Se a Câmara Recursal da Justiça do Rio Grande do Sul resolveu adotar interpretação que absolve os exploradores do jogo de azar, apesar de existir legislação em vigor classificando a prática como contravenção, o Supremo Tribunal Federal (STF) tratou de reverter algumas dessas decisões, mantendo donos de casas de máquina caça-níquel na condição de infratores.
O Judiciário gaúcho deixou de condenar maquineiros com o argumento de que a lei das contravenções, de 1941, é antiga, desconexa da realidade e movida por questões religiosas. Juízes locais também entendem que proibir o jogo de azar é uma afronta ao direito constitucional ao livre arbítrio. Diante dos fatos, o Ministério Público Estadual recorreu ao STF e obteve vitórias. O ministro Edson Fachin reverteu diversas decisões da Justiça regional e manteve o ato de explorar o jogo como ilegal, passível de penalização. Ele chegou a determinar que a Câmara Recursal fizesse a reanálise de julgamento.
– Nos nossos recursos, contrastamos todos os argumentos e demonstramos que o jogo de azar está umbilicalmente ligado a outras condutas danosas, como a lavagem de dinheiro, sonegação e receptação. Essa tese da Câmara Recursal (de não condenar exploradores de jogo) é recente e foi impugnada no STF – diz João Pedro de Freitas Xavier, promotor e assessor da Procuradoria de Recursos do Ministério Público Estadual.
Em decisão de setembro de 2016, Fachin destacou que "se em determinadas situações os jogos de azar desempenham função de lazer de inexpressiva ofensividade, em outras, podem exibir contornos mórbidos", escreveu o ministro, relatando que o "jogo patológico" é classificado como "transtorno psiquiátrico" por entidades como a Organização Mundial da Saúde (OMS).
Ele ainda rebateu o argumento de juízes gaúchos de que a lei de contravenções cerceia o direito ao livre arbítrio.
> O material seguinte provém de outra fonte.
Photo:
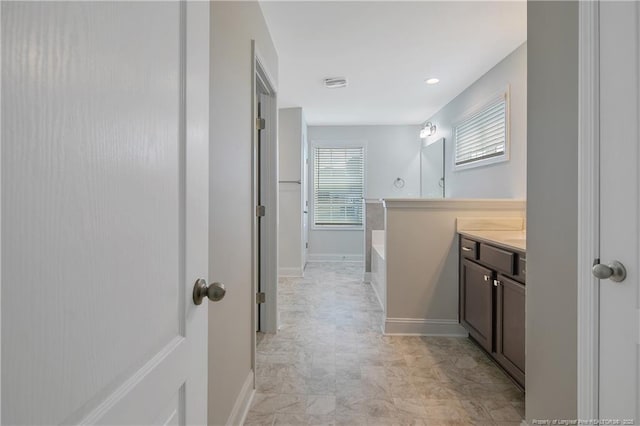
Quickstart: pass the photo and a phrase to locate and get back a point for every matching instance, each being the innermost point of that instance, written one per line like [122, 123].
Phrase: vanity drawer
[468, 248]
[503, 260]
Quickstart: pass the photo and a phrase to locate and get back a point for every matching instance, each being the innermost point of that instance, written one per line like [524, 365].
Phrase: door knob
[215, 292]
[614, 271]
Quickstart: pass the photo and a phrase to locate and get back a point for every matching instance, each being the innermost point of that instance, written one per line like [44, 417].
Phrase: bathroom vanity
[492, 292]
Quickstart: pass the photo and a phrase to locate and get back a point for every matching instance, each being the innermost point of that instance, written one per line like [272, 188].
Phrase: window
[338, 186]
[482, 137]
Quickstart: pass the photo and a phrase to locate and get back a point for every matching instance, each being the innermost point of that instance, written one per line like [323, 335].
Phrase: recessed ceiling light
[335, 82]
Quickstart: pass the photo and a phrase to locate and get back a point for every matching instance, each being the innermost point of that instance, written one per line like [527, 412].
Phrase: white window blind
[483, 134]
[338, 186]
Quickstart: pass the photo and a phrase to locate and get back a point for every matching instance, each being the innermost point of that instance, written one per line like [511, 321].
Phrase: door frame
[588, 209]
[0, 217]
[269, 227]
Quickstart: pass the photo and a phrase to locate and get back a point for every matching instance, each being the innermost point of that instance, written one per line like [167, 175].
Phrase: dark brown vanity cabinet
[476, 302]
[492, 302]
[510, 305]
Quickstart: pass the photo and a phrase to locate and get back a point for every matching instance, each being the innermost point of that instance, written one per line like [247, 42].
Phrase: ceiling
[386, 50]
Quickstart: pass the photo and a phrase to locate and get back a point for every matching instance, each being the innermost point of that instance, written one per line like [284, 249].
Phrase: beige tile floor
[331, 365]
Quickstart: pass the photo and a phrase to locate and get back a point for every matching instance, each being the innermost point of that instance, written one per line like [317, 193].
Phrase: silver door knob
[215, 292]
[614, 271]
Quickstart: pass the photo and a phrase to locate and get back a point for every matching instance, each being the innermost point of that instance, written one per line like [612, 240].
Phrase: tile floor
[331, 365]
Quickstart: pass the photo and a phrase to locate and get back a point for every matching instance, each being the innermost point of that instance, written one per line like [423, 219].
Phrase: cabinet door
[476, 302]
[510, 332]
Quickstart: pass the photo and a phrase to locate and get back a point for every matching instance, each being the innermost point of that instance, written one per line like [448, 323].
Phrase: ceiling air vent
[335, 82]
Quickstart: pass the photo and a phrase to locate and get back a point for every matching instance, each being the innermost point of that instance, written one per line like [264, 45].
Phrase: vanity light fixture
[429, 129]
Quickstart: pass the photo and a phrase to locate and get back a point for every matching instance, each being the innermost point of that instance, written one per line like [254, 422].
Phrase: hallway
[331, 365]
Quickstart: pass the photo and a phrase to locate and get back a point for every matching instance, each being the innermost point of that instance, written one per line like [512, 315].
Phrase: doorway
[609, 218]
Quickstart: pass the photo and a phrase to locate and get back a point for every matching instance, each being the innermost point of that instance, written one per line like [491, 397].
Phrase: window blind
[482, 135]
[338, 186]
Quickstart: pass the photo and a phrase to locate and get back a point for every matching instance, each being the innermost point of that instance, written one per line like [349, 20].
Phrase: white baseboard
[243, 402]
[290, 272]
[423, 327]
[317, 257]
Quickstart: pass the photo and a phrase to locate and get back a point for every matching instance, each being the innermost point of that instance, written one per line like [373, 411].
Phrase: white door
[619, 214]
[104, 212]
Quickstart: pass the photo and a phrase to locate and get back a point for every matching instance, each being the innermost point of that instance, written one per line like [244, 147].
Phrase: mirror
[432, 169]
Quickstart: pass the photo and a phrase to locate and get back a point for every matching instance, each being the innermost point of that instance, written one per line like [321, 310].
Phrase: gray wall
[390, 152]
[500, 180]
[552, 209]
[233, 25]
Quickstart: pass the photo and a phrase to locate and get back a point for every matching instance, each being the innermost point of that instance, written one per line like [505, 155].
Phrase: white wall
[500, 180]
[233, 26]
[552, 188]
[390, 152]
[291, 137]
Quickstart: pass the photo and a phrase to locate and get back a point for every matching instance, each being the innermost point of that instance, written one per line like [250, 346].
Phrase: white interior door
[104, 212]
[619, 229]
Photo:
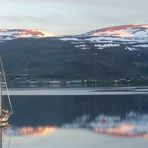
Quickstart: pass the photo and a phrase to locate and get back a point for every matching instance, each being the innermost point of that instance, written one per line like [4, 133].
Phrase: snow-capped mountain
[9, 34]
[115, 52]
[134, 36]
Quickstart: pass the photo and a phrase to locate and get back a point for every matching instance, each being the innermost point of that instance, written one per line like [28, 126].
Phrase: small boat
[5, 103]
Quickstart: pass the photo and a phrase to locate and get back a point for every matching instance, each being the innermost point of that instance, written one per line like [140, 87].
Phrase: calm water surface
[82, 118]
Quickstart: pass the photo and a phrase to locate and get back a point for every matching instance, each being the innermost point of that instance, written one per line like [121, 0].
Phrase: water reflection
[31, 131]
[118, 115]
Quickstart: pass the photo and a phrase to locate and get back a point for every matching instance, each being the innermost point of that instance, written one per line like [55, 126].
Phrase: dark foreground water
[63, 121]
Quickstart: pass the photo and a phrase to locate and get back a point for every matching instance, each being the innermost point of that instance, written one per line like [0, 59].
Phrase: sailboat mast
[1, 132]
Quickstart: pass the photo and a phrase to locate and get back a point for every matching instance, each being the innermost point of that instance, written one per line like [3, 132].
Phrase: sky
[65, 17]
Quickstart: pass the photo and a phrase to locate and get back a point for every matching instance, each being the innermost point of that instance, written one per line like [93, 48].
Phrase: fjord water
[112, 117]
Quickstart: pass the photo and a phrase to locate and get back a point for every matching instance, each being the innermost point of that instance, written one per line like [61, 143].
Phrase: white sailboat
[5, 103]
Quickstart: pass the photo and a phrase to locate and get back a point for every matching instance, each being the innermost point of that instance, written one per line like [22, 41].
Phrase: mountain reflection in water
[119, 115]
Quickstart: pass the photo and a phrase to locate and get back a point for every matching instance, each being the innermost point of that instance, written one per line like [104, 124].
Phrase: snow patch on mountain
[9, 34]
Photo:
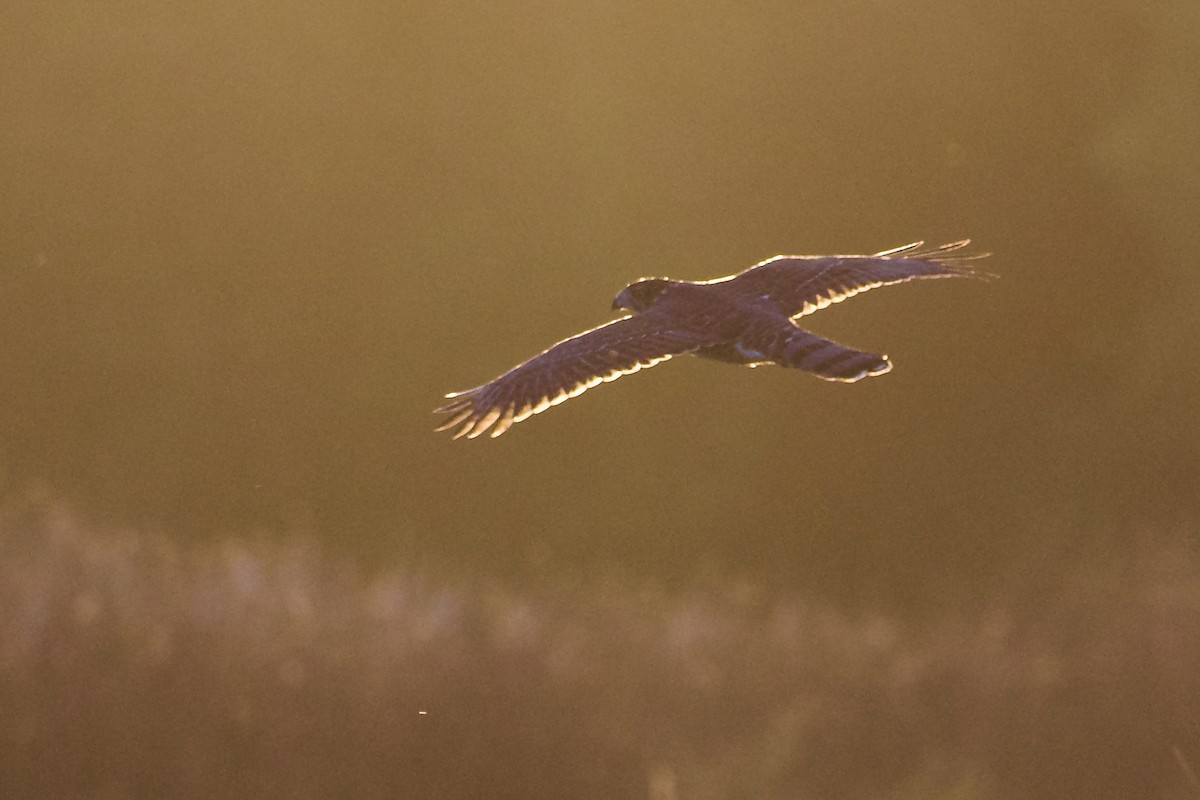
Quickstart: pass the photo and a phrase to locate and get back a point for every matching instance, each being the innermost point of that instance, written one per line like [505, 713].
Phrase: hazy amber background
[245, 251]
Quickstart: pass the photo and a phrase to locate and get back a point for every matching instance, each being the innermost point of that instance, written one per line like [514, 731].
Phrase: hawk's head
[640, 295]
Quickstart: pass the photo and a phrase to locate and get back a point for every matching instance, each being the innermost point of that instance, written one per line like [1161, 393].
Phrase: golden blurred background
[246, 250]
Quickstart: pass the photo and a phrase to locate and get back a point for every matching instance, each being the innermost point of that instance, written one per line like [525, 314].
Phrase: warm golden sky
[245, 253]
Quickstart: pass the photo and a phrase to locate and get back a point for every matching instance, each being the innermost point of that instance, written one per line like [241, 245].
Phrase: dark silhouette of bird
[745, 319]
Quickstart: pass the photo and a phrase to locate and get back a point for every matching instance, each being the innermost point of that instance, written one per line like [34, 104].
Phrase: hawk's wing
[802, 284]
[569, 368]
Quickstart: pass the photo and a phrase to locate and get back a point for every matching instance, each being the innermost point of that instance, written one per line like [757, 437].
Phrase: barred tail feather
[829, 360]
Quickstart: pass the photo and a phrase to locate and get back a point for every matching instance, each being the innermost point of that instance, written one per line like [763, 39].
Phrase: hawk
[745, 319]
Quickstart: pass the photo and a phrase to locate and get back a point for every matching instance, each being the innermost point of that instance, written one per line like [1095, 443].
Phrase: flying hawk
[744, 318]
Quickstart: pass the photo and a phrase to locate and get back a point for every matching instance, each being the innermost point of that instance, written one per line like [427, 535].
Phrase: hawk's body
[745, 318]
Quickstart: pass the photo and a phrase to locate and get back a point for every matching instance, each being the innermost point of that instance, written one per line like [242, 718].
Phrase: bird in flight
[745, 319]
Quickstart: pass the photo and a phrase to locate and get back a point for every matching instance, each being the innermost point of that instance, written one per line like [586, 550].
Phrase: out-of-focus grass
[135, 667]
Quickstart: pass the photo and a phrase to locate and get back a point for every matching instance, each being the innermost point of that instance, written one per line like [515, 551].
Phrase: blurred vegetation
[245, 251]
[132, 666]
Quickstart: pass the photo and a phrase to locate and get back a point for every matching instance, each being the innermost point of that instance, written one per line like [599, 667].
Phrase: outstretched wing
[802, 284]
[568, 370]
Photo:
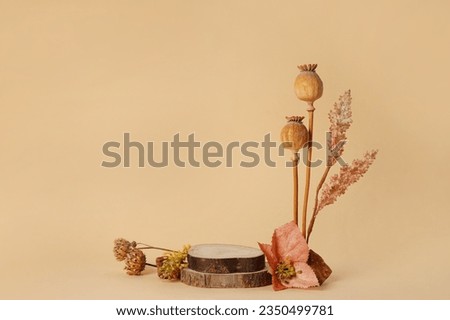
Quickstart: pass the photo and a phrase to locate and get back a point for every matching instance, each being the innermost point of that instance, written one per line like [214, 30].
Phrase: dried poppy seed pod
[308, 85]
[294, 134]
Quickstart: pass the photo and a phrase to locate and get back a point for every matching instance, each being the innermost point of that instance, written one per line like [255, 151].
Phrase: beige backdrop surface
[76, 74]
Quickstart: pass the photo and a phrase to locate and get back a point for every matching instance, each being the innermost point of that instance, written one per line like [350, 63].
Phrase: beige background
[75, 74]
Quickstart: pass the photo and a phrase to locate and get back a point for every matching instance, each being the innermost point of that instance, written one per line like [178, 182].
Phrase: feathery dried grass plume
[121, 248]
[170, 266]
[340, 117]
[339, 183]
[135, 262]
[347, 175]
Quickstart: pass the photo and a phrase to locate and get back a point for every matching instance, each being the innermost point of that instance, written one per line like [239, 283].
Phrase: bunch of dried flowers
[168, 266]
[284, 258]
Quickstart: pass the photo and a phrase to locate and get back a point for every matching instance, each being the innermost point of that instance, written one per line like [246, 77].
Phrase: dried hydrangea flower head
[121, 248]
[294, 134]
[135, 262]
[308, 85]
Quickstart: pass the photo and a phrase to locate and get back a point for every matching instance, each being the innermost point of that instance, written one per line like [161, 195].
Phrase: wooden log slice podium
[225, 266]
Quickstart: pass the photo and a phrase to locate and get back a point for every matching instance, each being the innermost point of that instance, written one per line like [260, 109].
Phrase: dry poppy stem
[308, 166]
[295, 174]
[316, 202]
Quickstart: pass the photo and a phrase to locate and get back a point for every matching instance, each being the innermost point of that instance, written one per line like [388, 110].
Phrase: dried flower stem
[152, 247]
[295, 159]
[308, 167]
[316, 202]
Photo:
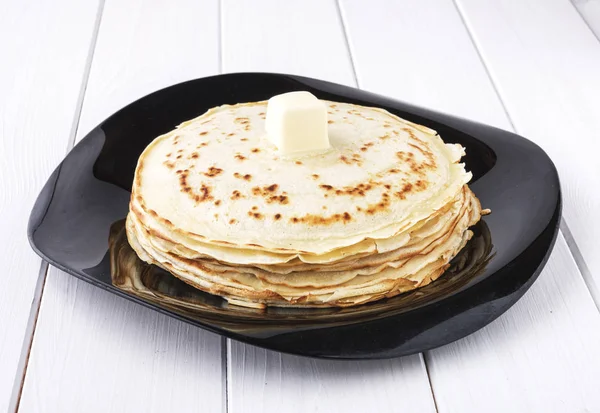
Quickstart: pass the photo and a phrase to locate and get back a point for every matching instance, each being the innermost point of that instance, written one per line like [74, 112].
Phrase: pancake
[383, 211]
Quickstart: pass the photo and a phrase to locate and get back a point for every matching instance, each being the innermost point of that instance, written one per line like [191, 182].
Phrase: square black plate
[88, 194]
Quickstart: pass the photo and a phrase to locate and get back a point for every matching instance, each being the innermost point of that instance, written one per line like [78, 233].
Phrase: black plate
[85, 199]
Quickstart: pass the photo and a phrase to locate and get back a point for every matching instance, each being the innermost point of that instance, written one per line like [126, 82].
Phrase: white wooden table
[527, 65]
"Importante salientar que o âmbito proibitivo da norma restringe-se ao agente que estabelece ou explora jogos de azar. O alvo da censura penal, portanto, é o agente que persegue lucro a partir da submissão de terceiros a jogo em que o ganho e a perda dependem exclusiva ou principalmente da sorte, com potencial de atingir a dignidade alheia".
Dois meses depois dessa decisão de Fachin, em novembro de 2016, o STF, ao analisar outro recurso do MPE, declarou a "repercussão geral" da matéria. Isso significa que os 11 ministros da Corte deverão julgar conjuntamente se a exploração de jogo de azar segue ou não sendo um delito. O que ficar decidido por eles, valerá como norma a ser seguida em todo o país. Enquanto o martelo não for batido pela Corte máxima, os novos recursos que chegarem sobre a temática ficam em compasso de espera.
– Pelo menos um ministro do STF já disse que é constitucional a proibição ao jogo de azar, tendo como fundamentos a questão da saúde, vício e dependência – comenta Freitas Xavier.
Reportagem do Grupo de Investigação (GDI) da RBS mostrou como Porto Alegre está infestada por máquinas caça-níquel, com casas clandestinas que oferecem risco à vida das pessoas. Em um bar que conta com sala escondida para a jogatina, é providenciada até mesmo a telentrega de cocaína.